If you do have questions about your portfolio, always consult your planner. Regardless of whether the Fed cuts rates, there’s likely no reason to change your portfolio unless your financial situation or goals have changed.


Waiting for the Fed cuts to buy a home?

It’s important to note that the Fed only controls its key overnight lending rates, not the longer-term rates that govern mortgage loans. However, the Fed’s rates do influence the rates of consumer loans, like mortgages.

Before the Fed began hiking rates in 2022, mortgage rates had been historically low for more than a decade, with the average 30-year fixed mortgage running beneath 5% during that time.
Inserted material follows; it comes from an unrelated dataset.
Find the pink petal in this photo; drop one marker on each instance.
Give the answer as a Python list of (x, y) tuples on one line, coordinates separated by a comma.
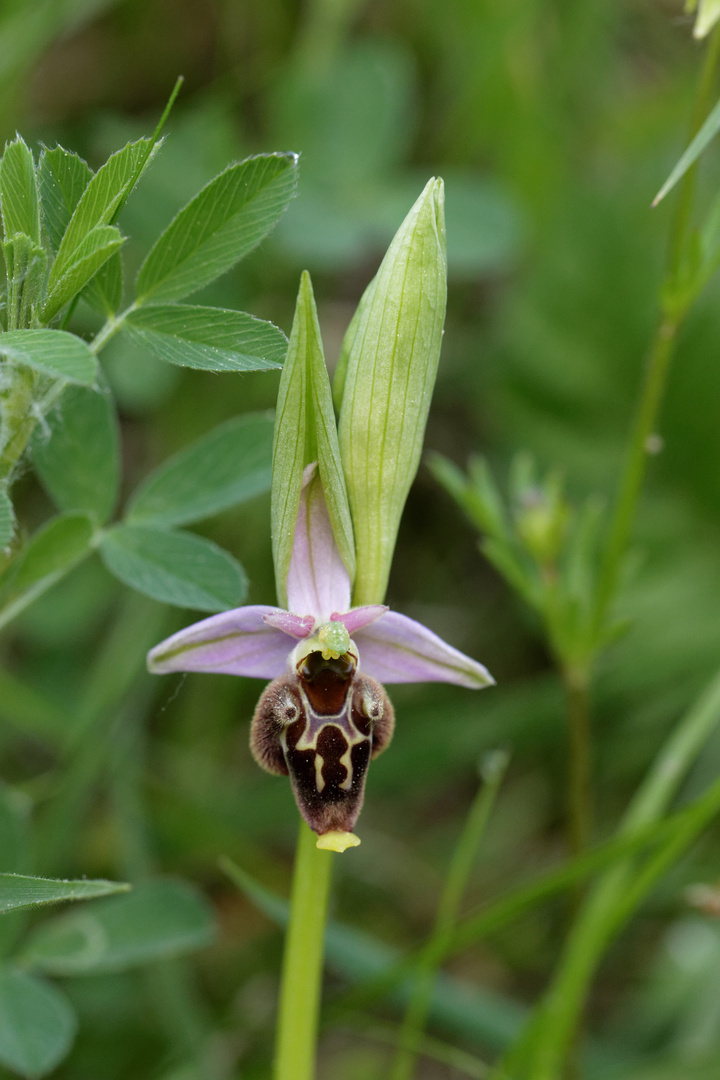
[(357, 618), (397, 649), (317, 581), (296, 625), (233, 643)]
As mentioned, it is unlikely that the Fed will cut its key lending rate to near zero again, so don’t count on mortgage rates going back to their historic lows.

This may be a tough pill to swallow if you have a mortgage rate beneath 5% and need to buy a new home – a predicament that may be felt by people who are saving for retirement and have a growing family.

Talk with your planner about how to balance your need to save amid higher mortgage rates. 

Like the market, mortgage rates can price in rate expectations well before the Fed acts, so planner conversations need to happen sooner rather than later.

However, mortgage rates are just one factor in the decision to buy a home.

“You shouldn’t make a decision about when to purchase a home or car based purely upon what interest rates are,” says planner Jeffrey Whitmer, Director, Financial Planning. “It could mean finding a home in a slightly lower price range but shouldn’t necessarily prevent you from buying the home you need.” 

For context, mortgage rates today are not high by historical standards. Over the past 50 years, the average rate for a 30-year fixed mortgage has been between 7% and 8%.



For those who bought homes in the last year and have a mortgage rate above 7%, you may be looking for an opportunity to refinance if the Fed cuts rates. Refinancing could make sense financially but it's far from a given due to the uncertainty around how much lower rates will go.

The rule of thumb: Refinancing makes sense once you can secure a mortgage rate that is one percentage point beneath your current rate. However, it’s much more complicated than that. A variety of factors need to be considered.

“The calculation for determining whether refinancing is worth it has to take into account many things well beyond closing costs,” says planner Dale Hansen, Director, Financial Planning. “How your tax deductions may change, if your savings will offset points paid on the original mortgage, how long you will stay in the home, will you need to change the duration of the mortgage and that’s just some of them.”

As always, consult with your planner who can help you with these considerations in the context of your overall financial plan.



Ultimately, it’s impossible to predict what the Fed will do. When looking at your finances over a multiyear horizon, lower rates may have an impact in the shorter term, but sticking to your financial plan is what will help you achieve your longer-term goals, whether you’re retired or saving for retirement.



Investing strategies, such as asset allocation, diversification or rebalancing, do not ensure or guarantee better performance and cannot eliminate the risk of investment losses. All investments have inherent risks, including loss of principal. There are no guarantees that a portfolio employing these or any other strategy will outperform a portfolio that does not engage in such strategies.